Persolkelly Malaysia managing director and country head Brian Sim believes that Singapore’s intention to attract higher-calibre foreign workers is part of the government’s broader push to boost local employment while positioning itself as a global city. Now with the borders opened, he foresees the number of Malaysians relocating to Singapore for work to progressively revert to pre-pandemic levels.

A study by independent think tank EMIR Research shows that the brain drain has been growing at an average rate of 6% per annum, with an estimated two million Malaysians living and working abroad as of September 2021.

“With more talent leaving in search of opportunities abroad, the remaining talent pool may face a shortage of supply, and this will lead to fierce competition in the job market. Organisations will also be challenged to hire suitable candidates to fill a headcount that requires highly specific skills,” Sim says.

As to what it will take for the service sector in Malaysia to revert to its pre-pandemic state, economists do not have an easy answer. It is believed that the shortage of unskilled labour can be resolved by loosening the intake of foreign workers.

“Such a stop-gap measure is evident in previous boom episodes and it will continue as long as automation and technological upgrading in the economy remains stunted,” Yeah explains.

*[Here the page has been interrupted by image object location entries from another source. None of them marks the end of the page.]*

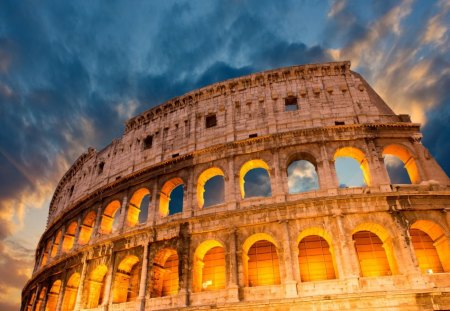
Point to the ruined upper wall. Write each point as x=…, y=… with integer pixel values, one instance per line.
x=327, y=94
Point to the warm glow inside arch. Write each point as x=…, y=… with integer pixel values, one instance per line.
x=209, y=266
x=134, y=208
x=111, y=209
x=202, y=179
x=431, y=246
x=164, y=197
x=359, y=156
x=248, y=166
x=410, y=164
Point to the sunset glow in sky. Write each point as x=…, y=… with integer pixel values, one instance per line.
x=72, y=72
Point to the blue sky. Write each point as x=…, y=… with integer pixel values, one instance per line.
x=72, y=72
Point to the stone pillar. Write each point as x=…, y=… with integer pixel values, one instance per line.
x=81, y=285
x=289, y=283
x=143, y=280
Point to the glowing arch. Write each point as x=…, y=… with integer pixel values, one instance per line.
x=134, y=208
x=249, y=165
x=202, y=179
x=405, y=156
x=164, y=197
x=360, y=157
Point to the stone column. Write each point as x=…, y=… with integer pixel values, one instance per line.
x=143, y=280
x=81, y=285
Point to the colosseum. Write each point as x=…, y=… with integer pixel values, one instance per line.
x=165, y=218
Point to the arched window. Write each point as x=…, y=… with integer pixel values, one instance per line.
x=69, y=237
x=138, y=207
x=315, y=259
x=430, y=246
x=210, y=187
x=70, y=292
x=52, y=296
x=165, y=274
x=110, y=218
x=302, y=176
x=352, y=168
x=171, y=197
x=126, y=280
x=95, y=287
x=398, y=159
x=55, y=245
x=371, y=254
x=255, y=179
x=209, y=266
x=86, y=228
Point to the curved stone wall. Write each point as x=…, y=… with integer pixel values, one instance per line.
x=106, y=249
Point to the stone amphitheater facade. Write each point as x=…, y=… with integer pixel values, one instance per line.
x=380, y=246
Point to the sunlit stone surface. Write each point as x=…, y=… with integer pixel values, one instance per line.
x=233, y=197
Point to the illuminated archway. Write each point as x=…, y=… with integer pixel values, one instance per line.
x=86, y=228
x=52, y=296
x=135, y=210
x=209, y=266
x=165, y=273
x=316, y=255
x=95, y=286
x=165, y=195
x=126, y=280
x=69, y=237
x=260, y=261
x=358, y=156
x=374, y=249
x=408, y=161
x=109, y=219
x=247, y=167
x=204, y=177
x=430, y=246
x=70, y=292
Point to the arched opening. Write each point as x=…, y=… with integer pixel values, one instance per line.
x=371, y=254
x=138, y=207
x=210, y=187
x=315, y=259
x=69, y=237
x=396, y=169
x=52, y=296
x=110, y=218
x=165, y=274
x=209, y=266
x=126, y=280
x=70, y=292
x=254, y=179
x=171, y=197
x=352, y=168
x=86, y=228
x=302, y=176
x=260, y=261
x=430, y=246
x=95, y=287
x=56, y=242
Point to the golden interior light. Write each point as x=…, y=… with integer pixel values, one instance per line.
x=70, y=292
x=359, y=156
x=315, y=259
x=164, y=197
x=410, y=164
x=69, y=237
x=134, y=208
x=106, y=225
x=202, y=179
x=86, y=228
x=371, y=254
x=249, y=165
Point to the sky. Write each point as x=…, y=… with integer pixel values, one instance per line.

“The service industries are undergoing sea changes due to the pandemic and ongoing digitalisation involving the adoption of 5G, Internet-of-Things, artificial intelligence, data analytics, blockchain and big data, among others, in varying degrees across all sectors and value chains of the economy.

“These knowledge and technology-intensive services will be the future waves of the services revolution with a long horizon. In the near term, the current slack labour market will tighten gradually in line with the pace of economic recovery,” Yeah says.